Division of Tropical Health and Medicine

Publish Date

23 January 2019

Malaria – a parasite that constantly changes

An Australian researcher is taking a new approach to understanding how the malaria parasite messes with the human immune system. The ultimate goal? A revolutionary vaccine.

“Overall, about half the world’s population is at risk from malaria,” says Professor Denise Doolan of the Australian Institute of Tropical Health and Medicine at James Cook University (JCU). “There are more than 200 million clinical cases of the disease each year, and about half a million deaths, so it’s quite a big public health burden.”

Unlike many infectious diseases that are eliminated by our immune system, malaria parasites cause acute illness. Malaria parasites can hide in our blood cells and tissues, making them very hard to get rid of. This contributes to the perpetual spread of the disease.
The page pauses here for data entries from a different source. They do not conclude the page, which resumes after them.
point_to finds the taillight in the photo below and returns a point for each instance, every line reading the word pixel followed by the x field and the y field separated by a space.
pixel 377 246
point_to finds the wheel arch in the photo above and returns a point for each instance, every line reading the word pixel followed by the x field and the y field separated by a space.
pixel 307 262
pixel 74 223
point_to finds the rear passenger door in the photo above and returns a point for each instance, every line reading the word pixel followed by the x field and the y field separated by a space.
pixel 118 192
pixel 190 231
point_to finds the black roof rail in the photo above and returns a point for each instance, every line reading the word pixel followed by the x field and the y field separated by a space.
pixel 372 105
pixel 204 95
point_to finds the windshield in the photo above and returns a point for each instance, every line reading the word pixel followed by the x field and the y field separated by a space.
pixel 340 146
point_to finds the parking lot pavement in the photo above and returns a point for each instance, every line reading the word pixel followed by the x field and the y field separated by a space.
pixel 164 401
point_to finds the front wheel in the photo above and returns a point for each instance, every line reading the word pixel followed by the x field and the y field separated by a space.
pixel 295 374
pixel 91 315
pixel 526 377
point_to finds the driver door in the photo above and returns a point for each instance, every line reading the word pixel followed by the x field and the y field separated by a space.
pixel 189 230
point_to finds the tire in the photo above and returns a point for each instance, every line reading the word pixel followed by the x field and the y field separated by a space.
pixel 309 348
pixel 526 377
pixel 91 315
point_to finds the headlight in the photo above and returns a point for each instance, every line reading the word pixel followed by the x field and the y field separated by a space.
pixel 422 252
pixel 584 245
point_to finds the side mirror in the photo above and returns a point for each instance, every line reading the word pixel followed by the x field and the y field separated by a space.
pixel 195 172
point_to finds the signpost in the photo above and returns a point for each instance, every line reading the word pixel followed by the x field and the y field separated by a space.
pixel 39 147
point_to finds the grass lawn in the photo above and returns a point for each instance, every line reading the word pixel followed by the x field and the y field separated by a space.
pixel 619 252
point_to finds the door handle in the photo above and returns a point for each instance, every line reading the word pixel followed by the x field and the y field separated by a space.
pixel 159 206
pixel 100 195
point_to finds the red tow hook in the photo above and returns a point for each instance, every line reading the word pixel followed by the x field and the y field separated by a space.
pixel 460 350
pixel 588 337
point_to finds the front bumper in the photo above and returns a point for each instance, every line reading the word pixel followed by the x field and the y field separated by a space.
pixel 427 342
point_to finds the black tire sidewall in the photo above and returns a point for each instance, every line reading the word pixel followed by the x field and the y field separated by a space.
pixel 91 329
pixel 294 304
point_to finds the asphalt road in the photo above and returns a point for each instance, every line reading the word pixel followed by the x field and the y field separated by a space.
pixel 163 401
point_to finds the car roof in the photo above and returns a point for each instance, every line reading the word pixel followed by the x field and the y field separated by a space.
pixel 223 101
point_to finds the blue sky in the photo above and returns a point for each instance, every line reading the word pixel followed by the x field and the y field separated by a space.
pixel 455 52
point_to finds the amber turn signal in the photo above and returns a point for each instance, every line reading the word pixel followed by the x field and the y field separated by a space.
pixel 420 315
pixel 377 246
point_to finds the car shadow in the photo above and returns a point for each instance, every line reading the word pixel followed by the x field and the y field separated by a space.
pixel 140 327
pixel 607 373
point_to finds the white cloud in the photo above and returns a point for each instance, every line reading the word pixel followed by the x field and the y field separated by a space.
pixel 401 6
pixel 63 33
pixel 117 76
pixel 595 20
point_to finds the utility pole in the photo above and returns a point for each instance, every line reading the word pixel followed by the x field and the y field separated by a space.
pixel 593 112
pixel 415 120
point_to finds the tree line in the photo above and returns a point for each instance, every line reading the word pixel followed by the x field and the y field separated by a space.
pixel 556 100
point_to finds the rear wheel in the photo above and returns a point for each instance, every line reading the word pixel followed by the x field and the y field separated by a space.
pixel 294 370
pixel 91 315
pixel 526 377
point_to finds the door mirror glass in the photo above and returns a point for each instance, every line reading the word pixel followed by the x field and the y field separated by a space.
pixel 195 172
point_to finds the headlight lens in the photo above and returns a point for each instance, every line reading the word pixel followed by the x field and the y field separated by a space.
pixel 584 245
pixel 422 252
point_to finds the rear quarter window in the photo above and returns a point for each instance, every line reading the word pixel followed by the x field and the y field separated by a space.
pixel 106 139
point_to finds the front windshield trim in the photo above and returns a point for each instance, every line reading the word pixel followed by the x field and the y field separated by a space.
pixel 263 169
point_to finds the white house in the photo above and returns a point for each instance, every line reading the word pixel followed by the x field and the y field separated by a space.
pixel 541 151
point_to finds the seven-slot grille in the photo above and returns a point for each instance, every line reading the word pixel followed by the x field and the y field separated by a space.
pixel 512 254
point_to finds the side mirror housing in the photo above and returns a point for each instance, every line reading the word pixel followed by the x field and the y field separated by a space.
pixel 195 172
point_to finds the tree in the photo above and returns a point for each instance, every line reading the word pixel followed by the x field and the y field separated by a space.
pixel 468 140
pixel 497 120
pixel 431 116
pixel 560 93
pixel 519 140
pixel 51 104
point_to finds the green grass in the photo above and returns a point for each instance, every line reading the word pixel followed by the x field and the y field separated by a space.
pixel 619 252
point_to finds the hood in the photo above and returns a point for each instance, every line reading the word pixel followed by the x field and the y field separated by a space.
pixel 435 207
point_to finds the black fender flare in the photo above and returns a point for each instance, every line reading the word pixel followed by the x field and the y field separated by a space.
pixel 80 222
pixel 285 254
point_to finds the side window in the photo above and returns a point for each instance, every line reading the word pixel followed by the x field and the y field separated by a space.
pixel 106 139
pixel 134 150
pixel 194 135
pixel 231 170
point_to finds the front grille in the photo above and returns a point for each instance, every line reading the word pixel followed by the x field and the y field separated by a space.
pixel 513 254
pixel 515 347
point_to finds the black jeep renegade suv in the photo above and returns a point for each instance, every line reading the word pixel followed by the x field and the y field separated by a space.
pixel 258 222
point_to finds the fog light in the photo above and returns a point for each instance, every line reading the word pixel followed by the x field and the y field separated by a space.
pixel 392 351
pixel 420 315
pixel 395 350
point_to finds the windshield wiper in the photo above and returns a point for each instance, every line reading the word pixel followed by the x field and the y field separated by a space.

In addition, says Professor Doolan, “the parasite keeps changing in order to avoid the host immune response, and the human host keeps changing in response to the parasite.” This is why the development of effective vaccines and treatments is difficult, and not as easy to eradicate such as smallpox or polio.

Boy recieves vaccine.
Mosquito on human skin

A different approach to fighting malaria

“What that really means, in my opinion, is that we need to take a different approach,” says Professor Doolan.

She and her team at JCU are trying to gain a better understanding of the host-parasite interaction by creating detailed genetic profiles of both the parasite and the human immune response. They then use that information to develop new strategies to combat the parasite and eradicate the disease.

For example, the malaria parasite makes more than 5,500 proteins. Just picking one or two of these to make a vaccine leaves a lot of scope for the parasite to get around it. So instead, Professor Doolan says, “We’re trying to design a genome-based vaccine.”

Analysing the genetic blueprint of malaria

A full analysis of the parasite’s complete genetic blueprint – or genome – will provide a much better understanding of how those proteins function.

This knowledge can then guide the design of vaccines that incorporate multiple important proteins, and thus generate a strong and sustained immune response that the parasite cannot evade.

Researchers are also examining the human immune response to malaria, particularly during the ‘liver stage’, which takes place after the initial infection, but before symptoms develop. Evidence suggests that immune T-cells play an important role in determining whether or not a person gets ill.

Dead mosquitos in a lab
Researchers in protective gear

How some people gain immunity to malaria

Professor Doolan wants to figure out why and how this information can be used to design an effective treatment.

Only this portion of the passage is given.